O machismo não termina com a morte do homem, mas se perpetua através dela. A mulher é quem segue a vida sob a sombra do suicídio do marido. Sob a culpa. Porque, em se tratando de violência de gênero, o homem reproduz a violência, a mulher reproduz a culpa. Essa é a dinâmica que se perpetua, que se reproduz. É o machismo estrutural.
Por isso todos os homens em Men são violentos. Por isso, na sequência final, eles se mostram como sendo apenas um e o mesmo. Um nascendo do outro. É o machismo estrutural, sendo a estrutura esse território onde a violência de um pari a violência do próximo.

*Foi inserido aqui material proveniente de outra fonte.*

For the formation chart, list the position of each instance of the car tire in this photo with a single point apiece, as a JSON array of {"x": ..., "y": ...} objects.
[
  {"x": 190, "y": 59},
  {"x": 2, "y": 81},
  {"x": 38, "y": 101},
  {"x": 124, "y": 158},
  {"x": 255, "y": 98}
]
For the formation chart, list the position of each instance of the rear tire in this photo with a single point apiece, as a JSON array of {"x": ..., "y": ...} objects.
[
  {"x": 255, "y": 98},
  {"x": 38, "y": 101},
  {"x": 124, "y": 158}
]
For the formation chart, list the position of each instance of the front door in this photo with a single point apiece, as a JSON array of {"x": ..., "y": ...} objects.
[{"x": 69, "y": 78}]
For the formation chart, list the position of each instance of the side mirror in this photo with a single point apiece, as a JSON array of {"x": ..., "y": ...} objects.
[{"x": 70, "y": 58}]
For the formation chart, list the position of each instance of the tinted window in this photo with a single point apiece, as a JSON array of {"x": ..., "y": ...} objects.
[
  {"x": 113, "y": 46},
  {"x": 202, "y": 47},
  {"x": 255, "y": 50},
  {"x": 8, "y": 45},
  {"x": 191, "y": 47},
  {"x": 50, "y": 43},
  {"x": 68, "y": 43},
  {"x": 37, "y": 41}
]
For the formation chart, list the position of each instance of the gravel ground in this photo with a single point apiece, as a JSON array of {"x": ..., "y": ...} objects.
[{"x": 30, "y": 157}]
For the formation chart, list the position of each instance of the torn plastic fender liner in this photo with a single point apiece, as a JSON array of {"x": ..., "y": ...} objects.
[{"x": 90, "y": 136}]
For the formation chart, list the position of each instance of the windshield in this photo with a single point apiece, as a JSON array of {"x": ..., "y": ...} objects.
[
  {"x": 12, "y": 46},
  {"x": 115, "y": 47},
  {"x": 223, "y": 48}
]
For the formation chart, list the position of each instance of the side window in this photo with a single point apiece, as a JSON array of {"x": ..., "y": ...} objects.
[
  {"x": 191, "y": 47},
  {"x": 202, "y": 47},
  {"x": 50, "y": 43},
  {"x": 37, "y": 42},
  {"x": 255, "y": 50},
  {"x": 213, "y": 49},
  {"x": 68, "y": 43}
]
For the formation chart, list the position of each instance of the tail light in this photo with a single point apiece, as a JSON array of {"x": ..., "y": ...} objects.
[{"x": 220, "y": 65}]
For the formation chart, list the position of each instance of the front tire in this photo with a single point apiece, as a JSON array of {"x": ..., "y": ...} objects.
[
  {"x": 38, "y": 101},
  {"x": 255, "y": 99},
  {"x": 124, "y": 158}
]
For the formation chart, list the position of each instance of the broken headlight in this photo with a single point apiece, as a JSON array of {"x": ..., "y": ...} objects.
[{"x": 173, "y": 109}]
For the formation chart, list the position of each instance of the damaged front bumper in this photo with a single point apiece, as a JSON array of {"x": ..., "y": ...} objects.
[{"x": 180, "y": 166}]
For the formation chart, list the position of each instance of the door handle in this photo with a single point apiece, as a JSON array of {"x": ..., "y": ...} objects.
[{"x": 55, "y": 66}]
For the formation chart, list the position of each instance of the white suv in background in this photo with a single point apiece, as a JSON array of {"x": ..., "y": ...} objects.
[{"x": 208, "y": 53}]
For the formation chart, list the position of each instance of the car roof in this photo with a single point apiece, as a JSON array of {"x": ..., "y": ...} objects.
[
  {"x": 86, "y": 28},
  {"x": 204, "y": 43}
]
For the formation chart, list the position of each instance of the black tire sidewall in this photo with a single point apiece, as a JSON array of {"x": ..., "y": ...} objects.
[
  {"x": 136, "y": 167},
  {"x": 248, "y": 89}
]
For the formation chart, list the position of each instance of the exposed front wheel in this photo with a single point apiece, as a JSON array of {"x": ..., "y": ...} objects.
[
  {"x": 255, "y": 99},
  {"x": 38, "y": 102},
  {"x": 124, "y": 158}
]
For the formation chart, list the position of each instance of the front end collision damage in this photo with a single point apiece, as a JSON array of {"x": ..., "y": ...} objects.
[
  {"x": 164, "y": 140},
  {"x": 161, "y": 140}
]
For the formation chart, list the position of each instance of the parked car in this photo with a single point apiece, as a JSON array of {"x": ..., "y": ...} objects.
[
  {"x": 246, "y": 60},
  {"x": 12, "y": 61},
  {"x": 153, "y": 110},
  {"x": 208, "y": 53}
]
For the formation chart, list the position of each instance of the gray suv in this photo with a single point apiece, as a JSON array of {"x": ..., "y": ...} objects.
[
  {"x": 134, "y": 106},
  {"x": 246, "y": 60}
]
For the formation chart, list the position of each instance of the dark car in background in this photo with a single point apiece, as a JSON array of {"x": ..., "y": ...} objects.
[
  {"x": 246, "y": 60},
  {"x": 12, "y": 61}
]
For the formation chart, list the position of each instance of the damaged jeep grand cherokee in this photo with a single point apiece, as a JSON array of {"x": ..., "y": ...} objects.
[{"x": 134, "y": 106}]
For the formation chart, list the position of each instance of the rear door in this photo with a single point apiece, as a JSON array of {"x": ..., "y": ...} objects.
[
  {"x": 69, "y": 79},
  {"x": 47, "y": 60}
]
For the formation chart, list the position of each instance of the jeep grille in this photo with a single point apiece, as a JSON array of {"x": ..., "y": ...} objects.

De uma geração a outra. De pai para filho. Até um certo ponto em que, de tão repetido e constante, naturalizamos a violência. Vira comportamento padrão. Não à toa, o primeiro homem, de onde todos os outros nascem, é um homem repleto de galhos e folhagem, talvez em uma analogia quase literal para este processo que citei acima: a naturalização da violência de gênero.
No último diálogo do filme, quando Harper pergunta ao marido o que ele deseja dela, ele, já morto, responde: eu quero seu amor. Voltamos assim ao início do filme. A mulher é obrigada a amar aquele que a violenta, pois só assim ela terá paz. Pois é. A conta não fecha.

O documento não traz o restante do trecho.